Dès lors, la notion suivant laquelle la colonie était régie par la loi martiale disparut. Le gouverneur était le représentant officiel du roi et jouissait de pouvoirs civils et militaires. Comme très peu de gouverneurs jugèrent bon de séjourner dans la colonie, ce furent les lieutenants-gouverneurs qui transigèrent la plupart du temps avec la population acadienne. Un conseil, formé de 12 membres, exerçait les pouvoirs législatifs. Une cour de justice appelée «General Court» se réunissait quatre (4) fois par année pour examiner et trancher les cas qui lui étaient soumis. À la différence des autres colonies anglaises en Amérique, la Nouvelle-Écosse n'avait pas de Chambre d'assemblée pour la raison que les Acadiens, majoritaires, auraient pu endiguer son fonctionnement.
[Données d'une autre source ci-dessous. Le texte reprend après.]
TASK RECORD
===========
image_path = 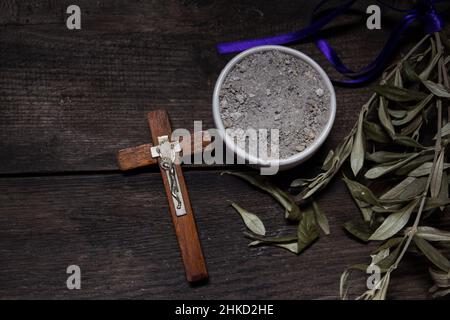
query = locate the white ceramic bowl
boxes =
[212,46,336,170]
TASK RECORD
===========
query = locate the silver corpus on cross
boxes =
[150,136,186,217]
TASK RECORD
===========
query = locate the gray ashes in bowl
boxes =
[219,50,330,159]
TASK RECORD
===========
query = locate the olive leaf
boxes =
[415,226,450,242]
[350,110,365,177]
[392,134,423,148]
[364,154,419,179]
[387,108,408,119]
[430,150,445,198]
[322,150,334,171]
[380,177,416,200]
[434,122,450,139]
[378,97,396,138]
[369,200,418,240]
[344,219,379,242]
[395,154,434,176]
[343,176,380,206]
[231,202,266,236]
[222,171,301,221]
[374,237,405,253]
[392,94,433,126]
[248,240,299,254]
[413,236,450,272]
[288,32,450,299]
[366,151,416,163]
[373,84,426,102]
[403,61,420,82]
[275,242,301,254]
[422,80,450,99]
[429,268,450,288]
[408,162,450,177]
[377,238,405,269]
[244,232,297,245]
[364,120,391,143]
[297,211,319,253]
Dans leur désir de maintenir des relations avec la population acadienne, les autorités d'Annapolis Royal avaient, dès le début, nommé des représentants locaux ou délégués qui furent élus par la suite. Malgré le fait que ces délégués formèrent le début d'un gouvernement représentatif, ils furent seulement les distributeurs des ordres du gouvernement et les messagers des désirs et besoins de la population. Les 24 délégués se répartissaient ainsi parmi les villages de l'époque : 6 pour la région d'Annapolis (Prudent Robichaud), 4 pour Cobequid (Charles Robichaud), 12 pour les Mines (Alexandre Bourg) et 2 pour Beaubassin. Ces représentants des Acadiens, choisis la plupart du temps parmi ceux qui jouissaient du plus d'influence dans leur milieu, furent convoqués périodiquement par le gouvernement pour toutes sortes de questions. Ce furent eux qui, à diverses reprises, refusèrent, au nom de la population, de prêter un serment sans réserve.

 


Source :
Petit manuel d'histoire d'Acadie, de1670 à 1755, Librairie Acadienne, Université de Moncton, Jean Daigle, 1976


Dernière mise à jour : ( 28-07-2008 )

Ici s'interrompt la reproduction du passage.